Search code examples
pythontreegraph-theorybreadth-first-search

Python code to do breadth-first discovery of a non-binary tree


My problem: I have a known root node that I'm starting with and a specific other target node that I'm trying to find the shortest path to. I'm trying to write Python code to implement the Iterative Deepening Breadth-First Search algo, up to some max depth (say, 5 vertices).

However, there are two features that (I believe) make this problem unlike virtually all the other SO questions and/or online tutorials I've been able to find so far:

  1. I do not yet know the structure of the tree at all: all I know is that both the root and target nodes exist, as do many other unknown nodes. The root and target nodes could be separated by one vertice, by 5, by 10, etc. Also, the tree is not binary: any node can have none, one, or many sibling nodes.

  2. When I successfully find a path from the root node to the target node, I need to return the shortest path between them. (Most of the solutions I've seen involve returning the entire traversal order required to locate a node, which I don't need.)
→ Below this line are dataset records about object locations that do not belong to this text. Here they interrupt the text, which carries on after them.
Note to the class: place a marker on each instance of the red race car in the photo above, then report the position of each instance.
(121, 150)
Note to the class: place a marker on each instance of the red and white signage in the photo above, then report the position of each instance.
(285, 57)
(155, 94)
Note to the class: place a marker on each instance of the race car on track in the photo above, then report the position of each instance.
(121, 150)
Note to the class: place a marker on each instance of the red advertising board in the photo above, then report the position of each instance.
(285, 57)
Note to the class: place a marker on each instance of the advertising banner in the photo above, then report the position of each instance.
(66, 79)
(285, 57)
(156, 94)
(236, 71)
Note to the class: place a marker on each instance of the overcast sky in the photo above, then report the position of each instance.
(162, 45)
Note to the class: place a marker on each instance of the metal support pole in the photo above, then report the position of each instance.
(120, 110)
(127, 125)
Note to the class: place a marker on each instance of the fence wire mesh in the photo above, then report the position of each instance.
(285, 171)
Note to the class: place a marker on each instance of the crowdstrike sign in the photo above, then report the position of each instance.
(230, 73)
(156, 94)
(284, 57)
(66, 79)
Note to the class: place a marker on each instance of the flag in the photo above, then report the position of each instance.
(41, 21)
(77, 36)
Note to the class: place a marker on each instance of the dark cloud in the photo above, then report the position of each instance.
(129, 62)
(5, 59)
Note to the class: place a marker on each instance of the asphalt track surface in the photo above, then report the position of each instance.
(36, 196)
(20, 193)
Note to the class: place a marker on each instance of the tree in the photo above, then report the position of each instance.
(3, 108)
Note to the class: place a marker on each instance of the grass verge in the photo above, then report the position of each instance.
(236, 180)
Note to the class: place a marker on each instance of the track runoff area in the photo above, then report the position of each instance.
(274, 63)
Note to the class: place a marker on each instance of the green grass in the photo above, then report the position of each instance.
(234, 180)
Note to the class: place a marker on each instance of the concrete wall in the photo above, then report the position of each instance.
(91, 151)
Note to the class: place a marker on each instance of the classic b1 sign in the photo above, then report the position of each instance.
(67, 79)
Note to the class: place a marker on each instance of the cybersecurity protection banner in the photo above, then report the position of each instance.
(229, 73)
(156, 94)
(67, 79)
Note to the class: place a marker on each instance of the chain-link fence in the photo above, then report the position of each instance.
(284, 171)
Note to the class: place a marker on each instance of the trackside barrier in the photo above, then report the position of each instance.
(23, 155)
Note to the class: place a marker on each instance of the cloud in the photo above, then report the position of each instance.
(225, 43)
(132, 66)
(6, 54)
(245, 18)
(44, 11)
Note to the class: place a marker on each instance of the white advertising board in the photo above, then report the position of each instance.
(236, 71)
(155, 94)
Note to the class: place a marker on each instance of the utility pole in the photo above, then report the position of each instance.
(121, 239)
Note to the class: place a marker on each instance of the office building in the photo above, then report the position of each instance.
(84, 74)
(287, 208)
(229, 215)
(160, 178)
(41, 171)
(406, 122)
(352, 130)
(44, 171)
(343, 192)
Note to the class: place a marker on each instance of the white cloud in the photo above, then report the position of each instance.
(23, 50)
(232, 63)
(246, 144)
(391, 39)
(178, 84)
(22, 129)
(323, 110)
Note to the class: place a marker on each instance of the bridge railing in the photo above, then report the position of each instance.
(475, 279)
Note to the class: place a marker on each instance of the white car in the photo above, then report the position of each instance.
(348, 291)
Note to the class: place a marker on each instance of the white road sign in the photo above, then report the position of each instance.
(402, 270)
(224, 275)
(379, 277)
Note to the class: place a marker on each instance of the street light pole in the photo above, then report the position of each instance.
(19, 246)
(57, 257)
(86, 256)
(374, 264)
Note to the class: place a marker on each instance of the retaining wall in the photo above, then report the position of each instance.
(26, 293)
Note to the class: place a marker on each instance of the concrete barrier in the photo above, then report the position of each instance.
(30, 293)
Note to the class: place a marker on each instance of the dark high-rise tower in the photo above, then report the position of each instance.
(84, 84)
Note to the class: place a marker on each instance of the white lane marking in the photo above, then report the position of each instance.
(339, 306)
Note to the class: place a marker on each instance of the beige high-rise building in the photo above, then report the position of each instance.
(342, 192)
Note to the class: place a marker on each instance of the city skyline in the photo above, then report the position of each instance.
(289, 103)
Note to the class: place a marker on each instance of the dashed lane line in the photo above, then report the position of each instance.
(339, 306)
How would I go about implementing this? My immediate thought was to try some form of recursion, but that seems much better-suited to Depth-First Search.

TLDR: In the example tree below (apologies for ugly design), I want to traverse it from Root to Target in alphabetical order. (This should result in the algorithm skipping the letters K and L, since it will have found the Target node immediately after J.) I want the function to return:

[Root, B, E, H, Target]

enter image description here


Solution

  • You're basically looking for the Dijkstra algorithm. Dijkstra's algorithm adapts Breadth First Search to let you find the shortest path to your target. In order to retrieve the shortest path from the origin to a node, all that needs to be stored is the parent for each node discovered

    Let's say this is your tree node:

    class TreeNode:
        def __init__(self, value, children=None, parent=None):
            self.value = value
            self.parent = parent
            self.children = [] if children is None else children
    

    This function returns the path from the tree root node to the target node:

    from queue import Queue
    
    def path_root2target(root_node, target_value):
        def build_path(target_node):
            path = [target_node]
            while path[-1].parent is not None:
                path.append(path[-1].parent)
            return path[::-1]
        q = Queue()
        q.put(root_node)
        while not q.empty():
            node = q.get()
            if node.value == target_value:
                return build_path(node)
            for child in node.children:
                child.parent = node
                q.put(child)
        raise ValueError('Target node not found')
    

    Example:

    >>> D = TreeNode('D')
    >>> A = TreeNode('A', [D])
    >>> B = TreeNode('B')
    >>> C = TreeNode('C')
    >>> R = TreeNode('R', [A, B, C])
    >>> path_root2target(R, 'E')
    ValueError: Target node not found
    >>> [node.value for node in path_root2target(R, 'D')]
    ['R', 'A', 'D']
    

    If you want to return the node values (instead of the nodes themselves, then just modify the build_path function accordingly.